I interrupt a great many discussions amongst the eight or nine that are there, one trying to speak over the other. I bet each of them confer, advise, argue their way to the head of the group’s round table. I wonder if the elder of the bunch is more esteemed. Mr. X, is likely the eldest of the tribe, and he tries to educate me in the routines of the off-the-street-vacation-package that the homeless outreach services offer.
“You go there, you get between four or five days to detox,” he says. “They got do a physical to make sure that you stay…they make…diagnosis according to the doctor. After you see a regular doctor, you gotta see a psych doctor…primary caretaker which is the facility that you in…send you… Bellevue. Why would I want to go there? Bellevue ain’t doing nothing for me. You know what it is, it’s [inadequate temporary] housing…”
“What do you need to progress to a better situation?” I ask.
“Someone who cares,” he says, in a rare moment of vulnerability. It’s as if a plea from within tried to poke through his crusty hardened shell of hopelessness.
Donald Cook struggles over several voices to be heard, “Listen, listen…I’m going to give you benefit of the doubt…social security…disability…help me get a Section 8…help me get a studio apartment. I’m asking you now. Help me get a studio apartment.” He goes on to tell me that his mother is in the service, and he had also been in the service. He is from Hampton, Virginia, and he has a regular income.
One of the more coherent of the group, who I’ll call Mr. Y, chimes in, “I’m on parole. Friday I go back to Long Island. I’m not from this over-priced slum village.”
He is just hanging with his brothers in arms and he has no interest in this decaying city. He fires off several of his certifications, and stops at “VMware” to explain to me that it’s “virtualization…cloud network.” “You know the cloud?” he asks. “I understand the backbone of technology, not just how to navigate my files, no, I understand the backbone, the files, the actual bits, down to the bit level. Zeros and ones…binary…like, I understand that. So I’m an IT engineer. I’m also finance,” he continues. “Financial advisor. Funding analyst, mortgage broker. I was making 20 to 30k a month, you understand, before the mortgage crisis.”

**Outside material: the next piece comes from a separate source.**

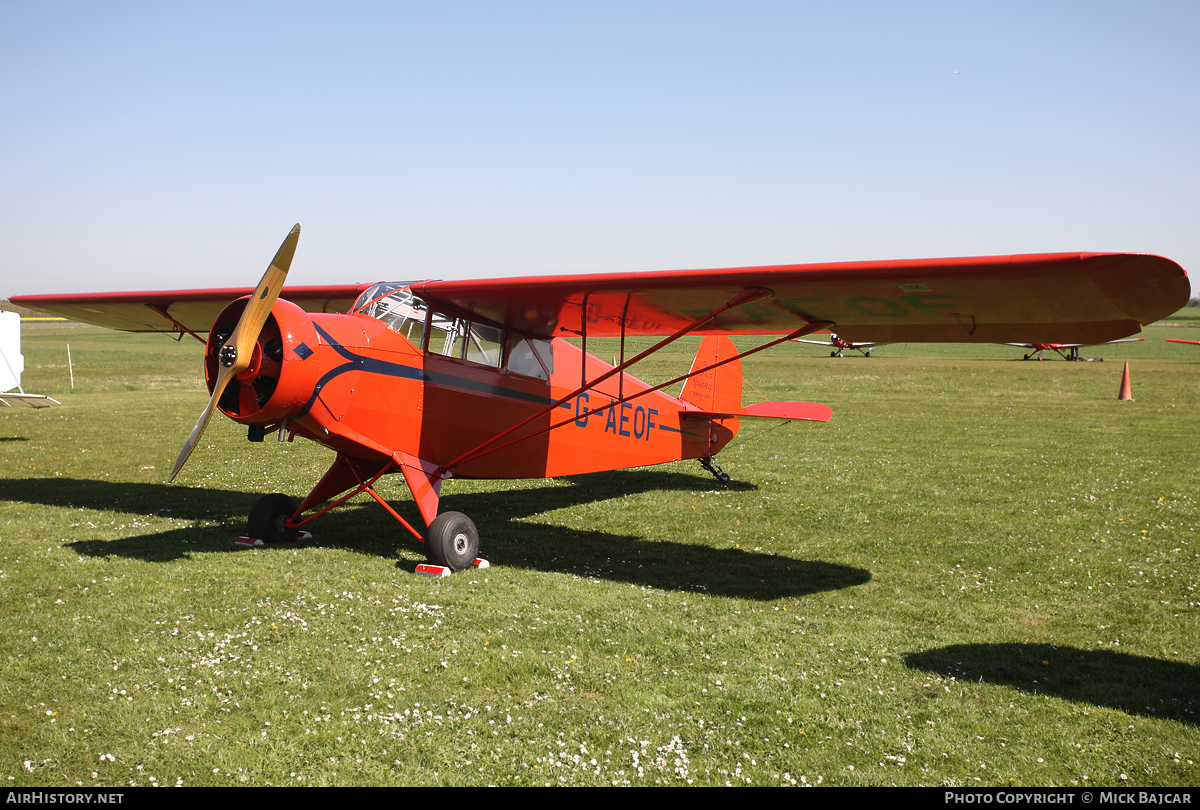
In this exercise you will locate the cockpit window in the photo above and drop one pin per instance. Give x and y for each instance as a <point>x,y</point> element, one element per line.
<point>450,336</point>
<point>397,307</point>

“What brings you here?” I ask.
“Drugs and alcohol,” he says.
I suggest an on camera interview, and most seem trepidatious, but interested. But then, one muscular, seemingly sober man jumps in with a definitive, “No.” He is not having it for himself or for the others. I’m unable to disarm him or quell his rising hostility, so I think it best to move on, as he was directing me to do.
I have so many more questions to ask. I am sure the social workers have asked many of them already. I think the answers are there, if we care to hear them.